Кажется, картинка прояснилась. Просто треп, увлекательный треп, который завораживал избранницу, втягивал ее в воронку пушкинского интереса. Женщина любит ушами, а язык у Пушкина подвешен хоть куда. И нет необходимости хватать за руки разве что на последних этапах обольщения, когда рубикон уже пройден и сняты перчатки из тоненькой лайки.
А еще поэт брал тем, что моментально загорался. Уж это нельзя было запретить никакими канонами, а женщины такие вещи чувствуют безошибочно и это им ужасно льстит. В свою дальнюю родственницу Софью Федоровну Пушкину он влюбился в момент. Писал: «Мерзкий этот Панин! Знаком два года, а свататься собирается на Фоминой неделе; а я вижу ее раз в ложе, в другой на бале, а в третий сватаюсь».
Кстати, выражение серьезности намерений «сватаюсь» в подобных ситуациях почти что ничего не значило, поскольку подразумевалось. А зачем же еще очаровать барышню?
Дело в том, что до начала прошлого столетия знакомились, ухаживали, обольщали, в основном, с одной лишь целью создать семью. Иначе неприлично. К проституткам ходить прилично и даже необходимо «из гигиенических соображений». А с порядочными девушками все иначе. Тронул женись. Посещает парень дом, где девушка на выданье, ужинает, пьет хорошее вино, играет с папашей в шашки и вдруг «перестает бывать». Ну, мало ли наскучило
И все. Девица опозорена, а брат ее, бравый гардемарин, спешит вызвать бесстыдника на честный поединок.
* * *
Да, кодекс чести был суров. В том числе и у простонародья. Орловский священник Н. Соколов описывал событие, свидетелем которого он стал в 1821 году: «В последний год пребывания моего в орловском духовном училище, я ходил в торговую баню, будучи 16 лет; но право равнодушно смотрел на молодых женщин, только любовался иногда прекрасною фигурою 15-летней девочки, и то нисколько не обращая внимания на детали фигуры. В раздевальной не позволялось (как обычаем принято было) мужчинам обращаться к женщинам ни одним словом. Я помню, что досталось мещанину за несколько безобидных слов, обращенных к молодой женщине Все женщины, бывшие в раздевальне, взъелись на несчастного. Выходят из бани два геркулеса; узнав, в чем дело, накидываются на озорника: «Ты что?» «А вы что?» отвечает озорник тихо. «Ты что?» вскрикивают громче первые. " А вы что?» отвечает последний еще тише. «Давно у тебя считались ребра?» вскричали первые. Тогда озорник, схватив остальное платье свое, которого не успел надеть, скорее вон из раздевальной; женщины дружным хохотом проводили труса».
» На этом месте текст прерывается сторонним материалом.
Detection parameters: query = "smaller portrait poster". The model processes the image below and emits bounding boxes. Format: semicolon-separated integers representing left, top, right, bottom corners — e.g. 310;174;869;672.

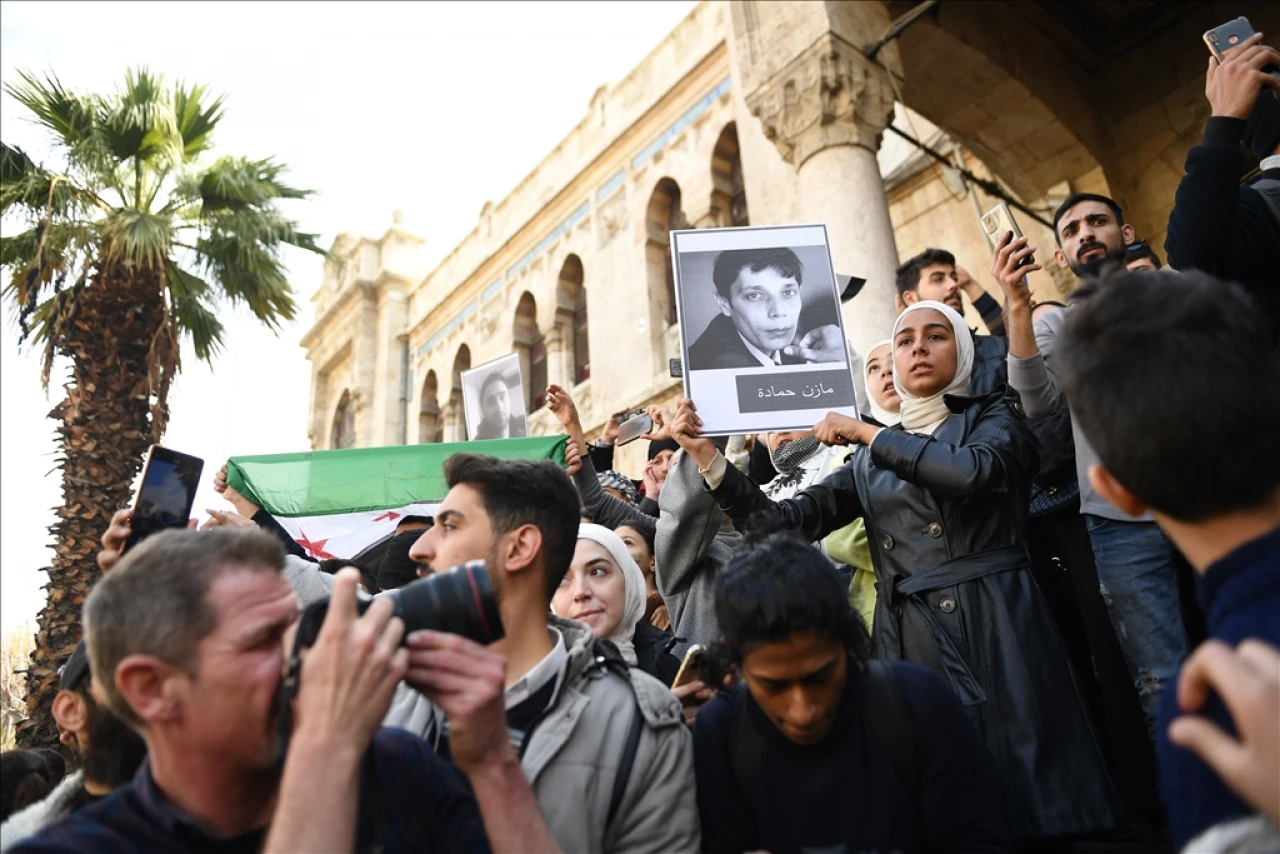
673;224;859;436
462;352;528;441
Но у дворян, разумеется, все было серьезнее конфликт разрешался не на кулаках, а на пистолетах мастера Лепажа. Недаром Пушкин постоянно дрался на дуэлях все из-за общественной морали, будь она не ладна!
Разве что уже упоминавшаяся «сто тринадцатая любовь» была разыграна по правилам. Что, впрочем, не уберегло поэта от последней, роковой дуэли.
Зато в публичном доме никаких приемов, чтобы «познакомиться» не требовалось:
«Что же, сводня говорит,
Хочете ль Жаннету?
В деле так у ней горит.
Иль возьмете эту?»
писал Александр Сергеевич в стихотворении «Сводня грустно за столом».
Как не трудно догадаться, в данном случае под «сводней» подразумевается хозяйка «веселого дома».
* * *
В стихотворном послании к другу Соболевскому Пушкин оговаривается:
У податливых крестьянок
(Чем и славится Валдай)
К чаю накупи баранок
И скорее поезжай.
Вряд ли, указывая на податливость валдайских девиц, Пушкин имел в виду низкие цены на баранки.
Но своим многочисленным возлюбленным Александр Сергеевич читал совершенно иные стихи. Вот, к примеру, обращение к Марии Раевской, отошедшей на минутку к морю сполоснуть ноги после долгой поездки:
Как я завидовал волнам,
Бегущим бурною чредою
С любовью лечь к ее ногам!
Как я желал тогда с волнами
Коснуться милых ног устами!
Никаких, как бы сейчас сказали, отношений тогда у Пушкина с Раевской не сложилось (в скобочках заметим к счастью: Маше было всего-навсего пятнадцать лет), но наше представление о пушкинском соблазнительском инструментарии это, безусловно, расширяет.